Whoever was in the air would see the rings, see the wheelbarrow partially filled and of course freshly felled trees. If they were looking for him then they would have found him. He had no back up plan, well no back up plan other than suicide. He half expected craved language-less hordes crushing in on the house, like zombies, the non-speaking dead pushing at his doors. That made no sense of course, they would be unable to co-ordinate without any spoken or written language and it would have hit them hard and fast with little or no forewarning that it was coming.

He had regular nightmares, planes falling from the sky and crashing to earth full of terrified people who were in mid air when the Babel phase took their pilots. He hoped that the effect would be minimally devastating in those cases, co-pilots and pilots would both be infected but depending on when it would have been a case of one would be able to communicate with ground crew to land the plane. He hoped that people would have the sense to ground planes and flights, but there was also the chance that small flights, long haul flights could conceivably have the pilot and the co pilot fall to phase 2 in the same twelve hour window and then what?

His dreams had dark soundtracks of tense music and moody lighting like a film where everything was despairing and hopeless, the worst case scenario was going to happen to ratchet up the tension and the stakes. They would progressively loose control, unable to find the auto-pilot switch operating from memory may have saved them, but at some stage instruments would be necessary to land the plane, and to avoid other craft in similar distress, air traffic control was nothing if not communication critical. The nightmares were highly detailed but not graphic or gory, they never resulted in fireballs or torn limbs, but focussed on tilting worlds of planes dropping like stones, passengers in terrified free fall, statistically there was not even the likelihood that one of the Few who had that 0.01 percent chance was even on the flight in most cases.

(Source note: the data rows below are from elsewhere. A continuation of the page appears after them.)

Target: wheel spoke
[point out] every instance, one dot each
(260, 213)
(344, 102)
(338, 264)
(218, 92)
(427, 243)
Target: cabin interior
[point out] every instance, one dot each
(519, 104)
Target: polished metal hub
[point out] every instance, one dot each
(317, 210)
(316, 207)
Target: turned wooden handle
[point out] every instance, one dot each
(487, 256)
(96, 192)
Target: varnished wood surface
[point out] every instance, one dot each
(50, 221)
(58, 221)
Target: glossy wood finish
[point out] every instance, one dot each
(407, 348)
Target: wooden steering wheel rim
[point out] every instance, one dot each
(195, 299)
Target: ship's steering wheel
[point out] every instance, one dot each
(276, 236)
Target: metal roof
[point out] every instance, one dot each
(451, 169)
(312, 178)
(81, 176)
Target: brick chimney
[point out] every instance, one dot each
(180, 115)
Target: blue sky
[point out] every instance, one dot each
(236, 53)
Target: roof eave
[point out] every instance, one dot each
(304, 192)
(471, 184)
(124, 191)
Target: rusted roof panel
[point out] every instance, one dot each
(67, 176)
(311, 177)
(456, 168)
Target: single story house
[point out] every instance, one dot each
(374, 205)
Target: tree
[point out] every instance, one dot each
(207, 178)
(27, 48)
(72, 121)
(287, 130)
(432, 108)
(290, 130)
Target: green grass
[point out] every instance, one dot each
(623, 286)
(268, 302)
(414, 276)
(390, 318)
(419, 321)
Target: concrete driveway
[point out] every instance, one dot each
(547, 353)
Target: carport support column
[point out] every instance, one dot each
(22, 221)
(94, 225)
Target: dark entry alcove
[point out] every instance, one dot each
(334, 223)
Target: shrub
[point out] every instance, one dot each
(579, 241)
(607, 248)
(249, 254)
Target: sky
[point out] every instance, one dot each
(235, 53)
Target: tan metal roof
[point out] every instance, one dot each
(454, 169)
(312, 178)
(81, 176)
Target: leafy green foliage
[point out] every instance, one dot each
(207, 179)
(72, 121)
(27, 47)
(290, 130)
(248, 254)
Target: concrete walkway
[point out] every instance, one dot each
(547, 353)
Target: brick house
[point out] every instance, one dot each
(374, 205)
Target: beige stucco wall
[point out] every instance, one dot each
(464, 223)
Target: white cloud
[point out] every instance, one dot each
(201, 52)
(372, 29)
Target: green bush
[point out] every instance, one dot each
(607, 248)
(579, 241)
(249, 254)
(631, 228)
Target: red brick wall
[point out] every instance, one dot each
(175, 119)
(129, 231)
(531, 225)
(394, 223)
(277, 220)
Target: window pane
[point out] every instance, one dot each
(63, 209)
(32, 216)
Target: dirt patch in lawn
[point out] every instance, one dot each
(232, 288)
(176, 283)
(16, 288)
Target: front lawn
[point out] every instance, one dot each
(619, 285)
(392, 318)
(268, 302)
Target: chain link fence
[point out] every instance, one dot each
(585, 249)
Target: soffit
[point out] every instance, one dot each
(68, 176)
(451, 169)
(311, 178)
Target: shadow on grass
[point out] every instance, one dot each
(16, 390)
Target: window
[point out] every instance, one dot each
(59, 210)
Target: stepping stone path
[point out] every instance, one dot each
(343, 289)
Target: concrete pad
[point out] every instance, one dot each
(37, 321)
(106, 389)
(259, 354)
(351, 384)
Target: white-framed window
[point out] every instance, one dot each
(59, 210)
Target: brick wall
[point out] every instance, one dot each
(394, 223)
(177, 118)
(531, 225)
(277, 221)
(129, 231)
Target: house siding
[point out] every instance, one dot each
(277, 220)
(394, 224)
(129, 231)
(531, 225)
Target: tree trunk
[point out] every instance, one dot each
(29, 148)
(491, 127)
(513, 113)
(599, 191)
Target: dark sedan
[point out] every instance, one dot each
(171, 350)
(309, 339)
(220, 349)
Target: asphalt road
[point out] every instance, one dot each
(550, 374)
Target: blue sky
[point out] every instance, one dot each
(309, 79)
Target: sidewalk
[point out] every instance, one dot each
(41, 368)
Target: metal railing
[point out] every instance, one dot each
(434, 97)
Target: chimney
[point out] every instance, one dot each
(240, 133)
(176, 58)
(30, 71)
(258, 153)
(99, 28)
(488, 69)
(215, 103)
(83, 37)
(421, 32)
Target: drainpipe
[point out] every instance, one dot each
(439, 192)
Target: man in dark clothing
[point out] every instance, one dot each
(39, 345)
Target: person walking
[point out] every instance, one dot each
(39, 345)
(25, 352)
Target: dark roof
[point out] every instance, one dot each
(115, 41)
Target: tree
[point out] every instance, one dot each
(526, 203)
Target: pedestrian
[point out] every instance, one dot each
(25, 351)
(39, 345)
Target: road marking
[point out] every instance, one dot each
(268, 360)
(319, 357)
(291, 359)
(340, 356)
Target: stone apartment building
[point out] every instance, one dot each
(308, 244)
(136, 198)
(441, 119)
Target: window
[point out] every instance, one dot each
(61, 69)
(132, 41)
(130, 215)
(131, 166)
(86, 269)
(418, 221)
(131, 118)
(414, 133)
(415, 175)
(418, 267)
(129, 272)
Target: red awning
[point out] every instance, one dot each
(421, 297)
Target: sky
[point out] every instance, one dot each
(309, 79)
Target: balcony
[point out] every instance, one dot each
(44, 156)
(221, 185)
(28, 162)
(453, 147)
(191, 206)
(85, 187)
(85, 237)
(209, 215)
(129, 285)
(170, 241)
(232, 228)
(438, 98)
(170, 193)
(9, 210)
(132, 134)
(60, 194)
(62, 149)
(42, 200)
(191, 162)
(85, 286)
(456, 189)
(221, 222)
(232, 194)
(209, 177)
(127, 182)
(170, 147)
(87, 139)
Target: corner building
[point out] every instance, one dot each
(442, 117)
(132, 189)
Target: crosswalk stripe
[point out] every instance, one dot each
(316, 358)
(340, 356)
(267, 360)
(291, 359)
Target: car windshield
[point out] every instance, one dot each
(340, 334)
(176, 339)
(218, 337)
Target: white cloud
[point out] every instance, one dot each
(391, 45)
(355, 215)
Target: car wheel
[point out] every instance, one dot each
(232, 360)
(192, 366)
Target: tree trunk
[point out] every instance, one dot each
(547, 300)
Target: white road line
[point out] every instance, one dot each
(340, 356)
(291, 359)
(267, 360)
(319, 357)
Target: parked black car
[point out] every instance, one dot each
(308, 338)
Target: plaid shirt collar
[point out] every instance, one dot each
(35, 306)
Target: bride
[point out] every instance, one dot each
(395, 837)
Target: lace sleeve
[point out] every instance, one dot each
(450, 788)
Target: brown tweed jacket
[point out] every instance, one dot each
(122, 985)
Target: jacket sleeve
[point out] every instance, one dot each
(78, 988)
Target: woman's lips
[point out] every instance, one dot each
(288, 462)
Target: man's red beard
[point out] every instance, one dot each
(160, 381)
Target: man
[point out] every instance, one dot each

Some of the scenarios started well, village like life where better humans than he managed to work for the betterment, with mute and dumb citizens that actually did the right thing regardless of having no clues, no instructions and no help to communicate. These always ended badly, by a rogue violent man with a knife and no soul, gangs (again it was unlikely but dreams are not always rational) that marauded unprotected people, raping, killing and stealing their way in the brace new world. The worst ones were the 'Judgement Day' styled ones where a nuclear power plant reached critical mass and disaster ensued. Some would be OK, plants in Europe and Asia used Thorium as the radioactive element and those were meltdown proof and less likely to cause any fallout even if abandoned. Those were in the minority and there were a lot of reactor plants in the states. He hoped they had fail safes, but he was a pessimistic soul and dreams of a nuclear winter descending on his home country and in Europe only fuelled his bad dreams.

He waited a while but the plane did not circle back for a second look, and so he took his wheelbarrow back to the house, only half full, not wanting to be caught out in the open if they came back again. He hid inside for the rest of the day, did not drink anything that night and kept lighting to a minimum, the full moon afforded him the light he needed when not sleeping. For the first time that he could recall since first coming here, he locked the doors to his home.